I'll first create a single Parquet file containing the timestamp for each point, its geometry, the registration number of the aircraft and the owner / operator.
$ ~/duckdb traces.duckdb
COPY (SELECT trace.timestamp AS timestamp,
ST_ASTEXT(ST_POINT(trace.lon,
trace.lat)) geom,
r,
ownOp
FROM READ_PARQUET('traces_*.pq')
) TO 'flights.2023.11.19.pq' (
FORMAT 'PARQUET',
CODEC 'ZSTD');
The following is a Python script that can be fed an airline's name as it appeared earlier in this post and a GeoPackage file of its generalised routes will be generated.
$ vi generalise_flows.py
from datetime import timedelta
from geopandas import GeoDataFrame
import movingpandas as mpd
import pandas as pd
from shapely.wkt import loads
import typer
app = typer.Typer(rich_markup_mode='rich')
@app.command()
def main(source:str = 'flights.2023.11.19.pq',
airline:str = 'DELTA AIR LINES INC',
max_distance:int = 150_000, # meters
min_distance:int = 5_000, # meters
tolerance:int = 100, # MinDistanceGeneralizer
min_stop_duration:int = 30): # minutes
df = pd.read_parquet(source,
columns=['r',
'geom',
'timestamp'],
filters=[('ownOp', '=', airline)])
df['geom'] = df['geom'].apply(lambda x: loads(x))
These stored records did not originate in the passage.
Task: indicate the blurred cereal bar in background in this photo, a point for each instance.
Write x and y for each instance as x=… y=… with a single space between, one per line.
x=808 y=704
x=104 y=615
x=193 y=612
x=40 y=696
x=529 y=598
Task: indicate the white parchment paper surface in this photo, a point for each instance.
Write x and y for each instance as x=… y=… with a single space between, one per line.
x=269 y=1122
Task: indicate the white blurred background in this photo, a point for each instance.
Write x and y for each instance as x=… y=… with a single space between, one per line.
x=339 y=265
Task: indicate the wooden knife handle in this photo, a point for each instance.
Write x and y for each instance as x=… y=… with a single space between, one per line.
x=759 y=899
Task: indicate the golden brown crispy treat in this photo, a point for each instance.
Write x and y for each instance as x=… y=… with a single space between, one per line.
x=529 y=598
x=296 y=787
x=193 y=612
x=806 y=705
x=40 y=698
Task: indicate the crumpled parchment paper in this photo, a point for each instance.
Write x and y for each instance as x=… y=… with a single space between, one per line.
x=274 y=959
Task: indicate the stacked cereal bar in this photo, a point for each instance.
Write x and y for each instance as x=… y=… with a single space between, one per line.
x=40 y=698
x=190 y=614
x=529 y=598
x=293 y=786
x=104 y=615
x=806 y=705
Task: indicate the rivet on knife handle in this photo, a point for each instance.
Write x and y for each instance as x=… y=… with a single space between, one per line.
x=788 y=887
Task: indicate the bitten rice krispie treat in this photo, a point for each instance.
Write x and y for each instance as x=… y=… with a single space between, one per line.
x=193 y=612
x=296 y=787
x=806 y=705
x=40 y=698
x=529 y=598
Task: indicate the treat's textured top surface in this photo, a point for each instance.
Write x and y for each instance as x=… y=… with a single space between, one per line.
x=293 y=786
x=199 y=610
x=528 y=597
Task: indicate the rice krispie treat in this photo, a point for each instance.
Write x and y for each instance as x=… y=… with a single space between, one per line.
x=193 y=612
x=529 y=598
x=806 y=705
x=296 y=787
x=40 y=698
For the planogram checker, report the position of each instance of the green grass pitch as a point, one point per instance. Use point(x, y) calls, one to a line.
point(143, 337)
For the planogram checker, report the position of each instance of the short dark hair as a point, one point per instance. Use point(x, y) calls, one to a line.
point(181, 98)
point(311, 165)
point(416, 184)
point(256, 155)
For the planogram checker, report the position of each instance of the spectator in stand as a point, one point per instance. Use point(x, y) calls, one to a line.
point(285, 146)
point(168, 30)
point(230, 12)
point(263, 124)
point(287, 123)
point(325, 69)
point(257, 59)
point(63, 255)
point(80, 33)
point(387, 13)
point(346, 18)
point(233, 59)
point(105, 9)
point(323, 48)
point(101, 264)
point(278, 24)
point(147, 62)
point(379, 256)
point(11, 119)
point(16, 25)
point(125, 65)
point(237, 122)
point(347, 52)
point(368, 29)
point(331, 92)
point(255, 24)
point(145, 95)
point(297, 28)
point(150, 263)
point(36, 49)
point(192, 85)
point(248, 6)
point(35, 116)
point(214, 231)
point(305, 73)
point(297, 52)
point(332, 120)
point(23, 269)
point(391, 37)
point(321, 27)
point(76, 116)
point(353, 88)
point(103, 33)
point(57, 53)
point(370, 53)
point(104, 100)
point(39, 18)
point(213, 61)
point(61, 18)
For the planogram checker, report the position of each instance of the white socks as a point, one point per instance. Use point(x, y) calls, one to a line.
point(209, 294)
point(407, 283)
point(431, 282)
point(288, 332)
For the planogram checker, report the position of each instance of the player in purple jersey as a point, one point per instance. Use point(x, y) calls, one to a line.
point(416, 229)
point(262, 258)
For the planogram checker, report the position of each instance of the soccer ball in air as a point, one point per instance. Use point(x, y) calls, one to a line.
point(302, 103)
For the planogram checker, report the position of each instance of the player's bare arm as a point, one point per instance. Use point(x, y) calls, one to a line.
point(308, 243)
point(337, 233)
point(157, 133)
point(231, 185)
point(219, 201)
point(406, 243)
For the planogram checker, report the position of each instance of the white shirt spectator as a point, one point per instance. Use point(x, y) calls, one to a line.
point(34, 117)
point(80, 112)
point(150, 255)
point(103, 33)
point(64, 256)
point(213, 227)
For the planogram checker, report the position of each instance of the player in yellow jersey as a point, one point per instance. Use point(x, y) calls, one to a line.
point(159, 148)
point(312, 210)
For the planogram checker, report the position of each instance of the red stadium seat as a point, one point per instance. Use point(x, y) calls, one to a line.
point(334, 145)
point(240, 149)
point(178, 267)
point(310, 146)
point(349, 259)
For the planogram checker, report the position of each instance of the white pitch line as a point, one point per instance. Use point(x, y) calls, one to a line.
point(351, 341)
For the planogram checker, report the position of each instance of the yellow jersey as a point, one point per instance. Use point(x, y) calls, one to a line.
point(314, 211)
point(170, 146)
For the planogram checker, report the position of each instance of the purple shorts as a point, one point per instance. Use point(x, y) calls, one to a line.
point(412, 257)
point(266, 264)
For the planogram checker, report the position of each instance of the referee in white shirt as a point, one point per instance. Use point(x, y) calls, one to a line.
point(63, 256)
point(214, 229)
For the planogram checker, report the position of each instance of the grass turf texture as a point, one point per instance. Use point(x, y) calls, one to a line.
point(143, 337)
df['timestamp'] = pd.to_datetime(df['timestamp'],
format='mixed')
traj_collection = \
mpd.TrajectoryCollection(
GeoDataFrame(df,
crs='4326',
geometry='geom'),
'r',
t='timestamp')
trips = mpd.ObservationGapSplitter(traj_collection)\
.split(gap=timedelta(minutes=30))
generalized = mpd.MinDistanceGeneralizer(trips)\
.generalize(tolerance=tolerance)
aggregator = \
mpd.TrajectoryCollectionAggregator(
generalized,
max_distance=max_distance,
min_distance=min_distance,
min_stop_duration=
timedelta(minutes=min_stop_duration))
pts = aggregator.get_significant_points_gdf()
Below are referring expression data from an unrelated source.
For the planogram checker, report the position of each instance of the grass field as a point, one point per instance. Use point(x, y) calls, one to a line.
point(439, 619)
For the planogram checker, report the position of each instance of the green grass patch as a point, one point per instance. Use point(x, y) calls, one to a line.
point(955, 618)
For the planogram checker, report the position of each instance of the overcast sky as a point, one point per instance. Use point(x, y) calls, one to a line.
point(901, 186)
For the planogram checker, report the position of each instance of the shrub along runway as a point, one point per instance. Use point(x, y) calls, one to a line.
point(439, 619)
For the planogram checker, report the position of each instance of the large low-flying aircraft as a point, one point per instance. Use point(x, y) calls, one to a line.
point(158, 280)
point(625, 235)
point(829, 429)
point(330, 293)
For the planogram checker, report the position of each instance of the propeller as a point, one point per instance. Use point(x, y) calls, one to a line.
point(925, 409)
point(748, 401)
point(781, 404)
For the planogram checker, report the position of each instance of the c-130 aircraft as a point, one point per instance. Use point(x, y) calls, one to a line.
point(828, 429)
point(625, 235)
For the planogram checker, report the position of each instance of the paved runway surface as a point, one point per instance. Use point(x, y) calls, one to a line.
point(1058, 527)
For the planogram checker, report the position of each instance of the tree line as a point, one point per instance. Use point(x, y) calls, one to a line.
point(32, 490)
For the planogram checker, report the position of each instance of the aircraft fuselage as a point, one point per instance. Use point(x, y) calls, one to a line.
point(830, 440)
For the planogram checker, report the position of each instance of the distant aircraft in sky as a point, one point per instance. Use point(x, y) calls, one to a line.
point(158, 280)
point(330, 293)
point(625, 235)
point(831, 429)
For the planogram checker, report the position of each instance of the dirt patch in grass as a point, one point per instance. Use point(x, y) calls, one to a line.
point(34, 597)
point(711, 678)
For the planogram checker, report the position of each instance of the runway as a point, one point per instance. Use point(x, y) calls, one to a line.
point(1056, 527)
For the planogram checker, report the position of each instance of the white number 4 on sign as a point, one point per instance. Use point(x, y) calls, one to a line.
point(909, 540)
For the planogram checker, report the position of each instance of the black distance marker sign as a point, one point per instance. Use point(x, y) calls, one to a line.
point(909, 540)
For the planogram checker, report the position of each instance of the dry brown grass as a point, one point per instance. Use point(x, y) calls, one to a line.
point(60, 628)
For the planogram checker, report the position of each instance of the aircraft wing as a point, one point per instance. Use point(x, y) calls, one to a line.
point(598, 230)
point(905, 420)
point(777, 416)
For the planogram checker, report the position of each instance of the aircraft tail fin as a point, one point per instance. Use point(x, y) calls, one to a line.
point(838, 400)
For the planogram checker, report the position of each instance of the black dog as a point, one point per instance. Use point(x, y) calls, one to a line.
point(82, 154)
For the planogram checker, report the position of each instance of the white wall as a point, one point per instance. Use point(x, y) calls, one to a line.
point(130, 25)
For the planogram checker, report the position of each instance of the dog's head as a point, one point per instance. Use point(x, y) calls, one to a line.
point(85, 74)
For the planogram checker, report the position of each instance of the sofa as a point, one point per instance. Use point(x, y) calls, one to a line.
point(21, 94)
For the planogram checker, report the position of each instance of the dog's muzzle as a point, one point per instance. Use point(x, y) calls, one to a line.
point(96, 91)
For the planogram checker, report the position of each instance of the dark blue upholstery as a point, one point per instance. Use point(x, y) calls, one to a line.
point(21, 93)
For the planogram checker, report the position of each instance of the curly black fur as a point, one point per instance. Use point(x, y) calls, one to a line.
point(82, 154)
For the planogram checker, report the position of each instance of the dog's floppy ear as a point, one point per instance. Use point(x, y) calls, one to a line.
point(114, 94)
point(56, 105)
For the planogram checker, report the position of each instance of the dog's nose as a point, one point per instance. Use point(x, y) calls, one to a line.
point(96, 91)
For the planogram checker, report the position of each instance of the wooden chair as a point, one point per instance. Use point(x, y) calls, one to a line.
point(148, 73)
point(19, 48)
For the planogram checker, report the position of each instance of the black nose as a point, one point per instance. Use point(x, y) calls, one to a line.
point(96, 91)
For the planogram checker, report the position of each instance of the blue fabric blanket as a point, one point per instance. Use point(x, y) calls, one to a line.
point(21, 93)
clusters = aggregator.get_clusters_gdf()
flows = aggregator.get_flows_gdf()
flows.to_file('flows.%s.gpkg' % airline.lower()
.replace(' ', '_'),
driver='GPKG',
layer='flows')
if __name__ == "__main__":
app()
$ python generalise_flows.py --airline='WESTJET'
The above generated a 791-record, 217 KB GeoPackage file. There is a line string for each route along with a corresponding weight. Below are a few example records.
SELECT *
FROM ST_READ('flows.westjet.gpkg')
ORDER BY 1 DESC
LIMIT 10;
┌────────┬────────────────────────────────────────────────────────────────────────────────────────────┐
│ weight │ geom │
│ int64 │ geometry │
├────────┼────────────────────────────────────────────────────────────────────────────────────────────┤
│ 42 │ LINESTRING (-123.3416303922652 49.018943629834254, -123.21162136000001 49.081320180000006) │
│ 40 │ LINESTRING (-123.21162136000001 49.081320180000006, -123.3416303922652 49.018943629834254) │
│ 36 │ LINESTRING (-113.00240801923077 49.72783672115384, -113.96255978461538 51.14109955384615) │
│ 30 │ LINESTRING (-115.52910320895522 50.31214205970149, -113.96255978461538 51.14109955384615) │
│ 29 │ LINESTRING (-111.55437918279569 51.15796140860215, -109.43430470454545 51.087078545454546) │
│ 28 │ LINESTRING (-121.56794045454545 49.28060646464646, -119.93893659999999 49.80824688571429) │
│ 28 │ LINESTRING (-115.90751358823529 50.65116670588235, -115.52910320895522 50.31214205970149) │
│ 28 │ LINESTRING (-119.93893659999999 49.80824688571429, -121.56794045454545 49.28060646464646) │
│ 27 │ LINESTRING (-123.21162136000001 49.081320180000006, -121.56794045454545 49.28060646464646) │
│ 27 │ LINESTRING (-117.55564436231884 50.08672591304348, -115.90751358823529 50.65116670588235) │
├────────┴────────────────────────────────────────────────────────────────────────────────────────────┤
│ 10 rows 2 columns │
└─────────────────────────────────────────────────────────────────────────────────────────────────────┘
The following is a rendering of the above GeoPackage file in QGIS.
These are American Airlines' routes for the same day.
These are FedEx's routes.
It's fantastic that this data can be downloaded and examined with a simple laptop and relatively little friction.